El Cambio Transformador (Bol. Triángulos 234)


El cambio es una parte esencial de la vida. Es la dinámica que nos mueve a través del presente, alejándonos del pasado y llevándonos hacia el futuro. Sus ciclos de crecimiento son naturales, al igual que las distintas etapas por las que atraviesa el feto en el útero que conducen a la crisis del nacimiento. Pero el cambio también puede estimularse mediante una planificación activa y segura para avanzar en un camino directo hacia un futuro deseable revisando nuestro comportamiento, leyes o programas sociales.

La voluntad de cambiar también puede orientarse hacia algo más espiritual con la intención de transformar y elevar las cualidades internas de la mente o el corazón con el fin de expresar mejor el alma en nuestra vida cotidiana. Respondiendo a un sentido más profundo de propósito colectivo dentro de una organización, pueden iniciarse las adaptaciones para mejorar las relaciones laborales que permitan un impacto más útil y positivo sobre las necesidades mundiales. Los cambios transformadores que fluyen desde el nivel espiritual del alma hacia el mundo material del tiempo y el espacio, por naturaleza son causales, afectando profundamente los comportamientos externos y las normas sociales y revitalizando e irradiando la sustancia de muchas vidas.

La oración, la meditación y la invocación que practicamos dentro de la red de Triángulos apoyan este tipo de transformación, apelando a las energías del alma y el espíritu para que inicien y guíen la elevación de las cualidades de la relación y el ser. Esta iluminación no ocurre solo dentro de nosotros mismos y de nuestros triángulos individuales, sino que también aporta luz al entorno más amplio de comportamientos sociales y relaciones económicas. Esto se amplifica porque la unidad de la Humanidad, tal como ha sido expresada en las enseñanzas esotéricas, se está reconociendo cada vez más externamente. Este desarrollo parece de importancia crucial en el contexto de la agitación social y la constante mutabilidad en la vida cotidiana de los ciudadanos de todo el mundo.

Tanto la comprensión de la naturaleza humana como el aumento evolutivo de la conciencia forman la base necesaria para el cambio transformador.

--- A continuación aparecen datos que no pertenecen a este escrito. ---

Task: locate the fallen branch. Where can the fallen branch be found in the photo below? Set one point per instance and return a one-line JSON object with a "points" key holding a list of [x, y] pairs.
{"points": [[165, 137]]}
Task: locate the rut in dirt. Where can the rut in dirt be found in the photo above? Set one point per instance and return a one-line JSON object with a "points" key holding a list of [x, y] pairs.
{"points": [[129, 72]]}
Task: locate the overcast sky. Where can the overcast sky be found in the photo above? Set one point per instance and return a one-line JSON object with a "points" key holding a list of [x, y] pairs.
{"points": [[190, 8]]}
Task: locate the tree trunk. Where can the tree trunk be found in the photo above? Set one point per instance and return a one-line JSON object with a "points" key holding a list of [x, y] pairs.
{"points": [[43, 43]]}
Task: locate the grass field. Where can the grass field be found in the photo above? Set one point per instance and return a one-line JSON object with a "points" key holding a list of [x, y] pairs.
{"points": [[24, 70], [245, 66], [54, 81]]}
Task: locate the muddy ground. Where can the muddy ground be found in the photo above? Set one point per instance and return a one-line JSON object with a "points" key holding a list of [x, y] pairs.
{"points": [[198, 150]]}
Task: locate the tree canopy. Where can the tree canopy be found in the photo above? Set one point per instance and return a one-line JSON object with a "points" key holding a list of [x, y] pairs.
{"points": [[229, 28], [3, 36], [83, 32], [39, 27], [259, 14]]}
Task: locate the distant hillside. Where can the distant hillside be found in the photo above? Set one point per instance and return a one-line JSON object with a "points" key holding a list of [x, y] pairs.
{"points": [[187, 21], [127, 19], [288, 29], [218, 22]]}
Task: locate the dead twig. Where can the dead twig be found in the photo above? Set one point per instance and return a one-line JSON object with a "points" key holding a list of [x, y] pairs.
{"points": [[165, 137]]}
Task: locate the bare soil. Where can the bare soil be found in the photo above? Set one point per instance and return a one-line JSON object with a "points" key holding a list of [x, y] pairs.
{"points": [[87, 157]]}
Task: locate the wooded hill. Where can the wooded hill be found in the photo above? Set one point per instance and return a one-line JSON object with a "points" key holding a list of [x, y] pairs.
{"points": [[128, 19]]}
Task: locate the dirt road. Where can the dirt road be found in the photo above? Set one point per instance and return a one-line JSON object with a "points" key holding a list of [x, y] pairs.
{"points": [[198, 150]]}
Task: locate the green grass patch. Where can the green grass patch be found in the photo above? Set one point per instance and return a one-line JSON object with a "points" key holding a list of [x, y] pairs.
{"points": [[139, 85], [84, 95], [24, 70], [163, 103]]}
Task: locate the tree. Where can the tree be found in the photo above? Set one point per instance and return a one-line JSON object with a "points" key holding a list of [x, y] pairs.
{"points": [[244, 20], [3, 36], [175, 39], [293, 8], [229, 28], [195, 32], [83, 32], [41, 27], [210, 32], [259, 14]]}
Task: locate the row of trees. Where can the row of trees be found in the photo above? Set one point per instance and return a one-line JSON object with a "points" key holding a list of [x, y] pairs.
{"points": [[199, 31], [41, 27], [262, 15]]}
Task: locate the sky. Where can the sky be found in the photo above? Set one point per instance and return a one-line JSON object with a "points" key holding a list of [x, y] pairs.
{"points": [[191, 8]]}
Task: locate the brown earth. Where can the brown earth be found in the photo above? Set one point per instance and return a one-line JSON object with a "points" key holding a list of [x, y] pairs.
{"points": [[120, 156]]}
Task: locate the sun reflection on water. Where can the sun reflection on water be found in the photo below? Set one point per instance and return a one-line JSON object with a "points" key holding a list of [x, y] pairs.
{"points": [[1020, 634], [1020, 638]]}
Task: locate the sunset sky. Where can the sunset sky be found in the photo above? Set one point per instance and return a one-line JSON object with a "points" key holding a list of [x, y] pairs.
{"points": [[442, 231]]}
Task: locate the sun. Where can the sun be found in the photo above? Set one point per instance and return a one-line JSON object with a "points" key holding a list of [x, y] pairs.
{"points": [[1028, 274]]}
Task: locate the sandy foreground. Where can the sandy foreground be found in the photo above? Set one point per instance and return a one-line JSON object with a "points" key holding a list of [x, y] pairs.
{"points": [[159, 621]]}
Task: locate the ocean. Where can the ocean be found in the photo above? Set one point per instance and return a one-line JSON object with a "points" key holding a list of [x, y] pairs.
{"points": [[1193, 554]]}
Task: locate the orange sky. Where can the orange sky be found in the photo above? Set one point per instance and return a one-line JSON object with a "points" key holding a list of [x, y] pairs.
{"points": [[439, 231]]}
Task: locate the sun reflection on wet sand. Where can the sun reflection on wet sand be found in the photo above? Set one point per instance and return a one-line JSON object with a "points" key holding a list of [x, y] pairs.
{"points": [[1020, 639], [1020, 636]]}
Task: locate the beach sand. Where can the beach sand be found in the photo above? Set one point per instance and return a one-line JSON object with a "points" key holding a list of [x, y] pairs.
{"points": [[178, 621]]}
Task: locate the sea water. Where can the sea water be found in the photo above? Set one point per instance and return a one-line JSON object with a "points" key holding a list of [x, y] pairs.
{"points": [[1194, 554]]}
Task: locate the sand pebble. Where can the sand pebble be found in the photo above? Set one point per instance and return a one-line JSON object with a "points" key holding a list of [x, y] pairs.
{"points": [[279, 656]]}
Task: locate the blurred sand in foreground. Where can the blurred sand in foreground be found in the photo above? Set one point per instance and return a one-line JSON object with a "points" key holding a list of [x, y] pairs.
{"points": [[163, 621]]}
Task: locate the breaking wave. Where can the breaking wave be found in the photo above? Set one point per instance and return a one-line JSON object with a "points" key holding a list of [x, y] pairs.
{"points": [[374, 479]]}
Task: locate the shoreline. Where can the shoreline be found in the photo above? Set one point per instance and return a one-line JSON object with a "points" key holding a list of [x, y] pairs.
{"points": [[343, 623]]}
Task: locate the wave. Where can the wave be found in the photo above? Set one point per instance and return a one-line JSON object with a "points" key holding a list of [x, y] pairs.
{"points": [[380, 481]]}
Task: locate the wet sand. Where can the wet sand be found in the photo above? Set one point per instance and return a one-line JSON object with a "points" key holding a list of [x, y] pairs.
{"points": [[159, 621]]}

Porque solo con esa comprensión podemos comenzar a observar el mundo del tiempo y el espacio desde un punto de identidad espiritual estable y fijo, independiente del tiempo y el espacio. Solo desde la perspectiva desapegada del alma, sabia y amorosa, podemos reconocer que estamos viviendo un ciclo en el que el espíritu de unidad está remodelando la conciencia. De toda la angustia actual, la humanidad está en un proceso de reorientación y puede experimentar un renacer. 

El arte de la transformación es un trabajo en progreso: alterar la sustancia de nuestra naturaleza requiere tiempo, ritmo y una persistencia silenciosa. Al ver nuestras vidas y nuestras comunidades como lugares de transformación, ayudamos a lo que es un proceso natural de nacimiento.